President Barack Obama weighed in Monday on new Net neutrality regulations being drafted by the Federal Communications Commission (FCC), saying the agency should reclassify broadband to regulate it more like a public utility.
The FCC has received nearly 4 million comments after Chairman Tom Wheeler proposed new rules that prohibited Internet service providers (ISPs) from blocking any content, but allowed deals where content providers would pay the telecommunication companies to, as they put it, ensure smooth delivery of traffic.
Obama's proposal contradicts that plan, echoing calls from open Internet advocates and some of the tech companies that rely on equal access to bandwidth to do business. The statement also made clear that the president doesn't have the power to make the FCC's rules, but that his office strongly recommended the regulation.
But ISPs Comcast and Verizon have already reportedly already cut deals charging companies like bandwidth-hungry Netflix for access to their data-transmission systems, the Wall Street Journal reports. The popular video streaming site accounts for about a third of U.S. Internet traffic at peak times.
Obama, who campaigned on the issue of Net neutrality, said the FCC's new rules should explicitly ban such paid prioritization deals and sided with consumer advocates who have pushed for the FCC to reclassify ISPs so that they can be regulated more like a public utility.
"Simply put: No service should be stuck in a 'slow lane' because it does not pay a fee. That kind of gatekeeping would undermine the level playing field essential to the Internet’s growth," Obama said in a statement.
"I believe the FCC should create a new set of rules protecting Net neutrality and ensuring that neither the cable company nor the phone company will be able to act as a gatekeeper, restricting what you can do or see online."
He also said the FCC should apply its new rules equally to mobile and wired ISPs, with a recognition of special challenges that come with managing wireless networks.
Obama appointed Wheeler, a former telecom industry lobbyist, to the role of FCC chairman in 2013. Wheeler served as president and CEO of the Cellular Telecommunications and Internet Association, according to a biography on the FCC's website.
Wheeler, in a statement, called the president's words "an important and welcome addition" to the record.

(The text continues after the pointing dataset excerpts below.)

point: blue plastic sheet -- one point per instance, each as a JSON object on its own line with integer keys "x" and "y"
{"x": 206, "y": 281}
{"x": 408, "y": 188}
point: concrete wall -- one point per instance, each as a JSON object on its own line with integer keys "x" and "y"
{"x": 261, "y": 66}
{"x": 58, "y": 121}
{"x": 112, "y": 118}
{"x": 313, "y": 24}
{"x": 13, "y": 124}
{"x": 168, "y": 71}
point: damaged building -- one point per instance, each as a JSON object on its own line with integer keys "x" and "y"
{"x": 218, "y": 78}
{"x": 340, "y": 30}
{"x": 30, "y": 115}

The FCC chief said the he and Obama "both oppose Internet fast lanes," and that the Internet "must not advantage some to the detriment of others."

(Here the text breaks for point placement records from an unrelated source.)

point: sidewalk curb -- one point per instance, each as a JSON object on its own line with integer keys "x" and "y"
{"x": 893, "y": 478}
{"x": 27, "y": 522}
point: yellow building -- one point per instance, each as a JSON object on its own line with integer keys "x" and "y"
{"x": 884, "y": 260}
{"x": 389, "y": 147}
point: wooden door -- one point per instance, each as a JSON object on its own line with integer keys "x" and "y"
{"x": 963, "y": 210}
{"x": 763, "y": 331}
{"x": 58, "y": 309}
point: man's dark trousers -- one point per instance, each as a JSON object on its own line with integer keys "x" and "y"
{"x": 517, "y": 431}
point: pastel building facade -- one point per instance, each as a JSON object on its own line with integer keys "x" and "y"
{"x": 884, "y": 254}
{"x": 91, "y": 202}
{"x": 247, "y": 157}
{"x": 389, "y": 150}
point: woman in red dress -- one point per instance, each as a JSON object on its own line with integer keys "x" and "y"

But Wheeler also stressed that the FCC was an independent regulatory agency, so the president's remarks would just be come part of the record of the Open Internet proceeding.
As for the suggestion that the Internet should be regulated more like a utility, Wheeler said the FCC welcomed Obama's comment on how a new rule can "Use Title II of the Communications Act."
Title II of the Communications Act of 1934 details a long list of requirements for "common carriers" to ensure they act "in the public interest." Wheeler has said in the past that he would consider Title II, but reiterated in Monday's statement that the much less stringent Section 706 of the 1996 Telecommunications Act is the law he believes has jurisdiction over the Internet.
A decision on the FCC's Internet regulations was initially expected at the end of this year, but it's now likely to be delayed until 2015.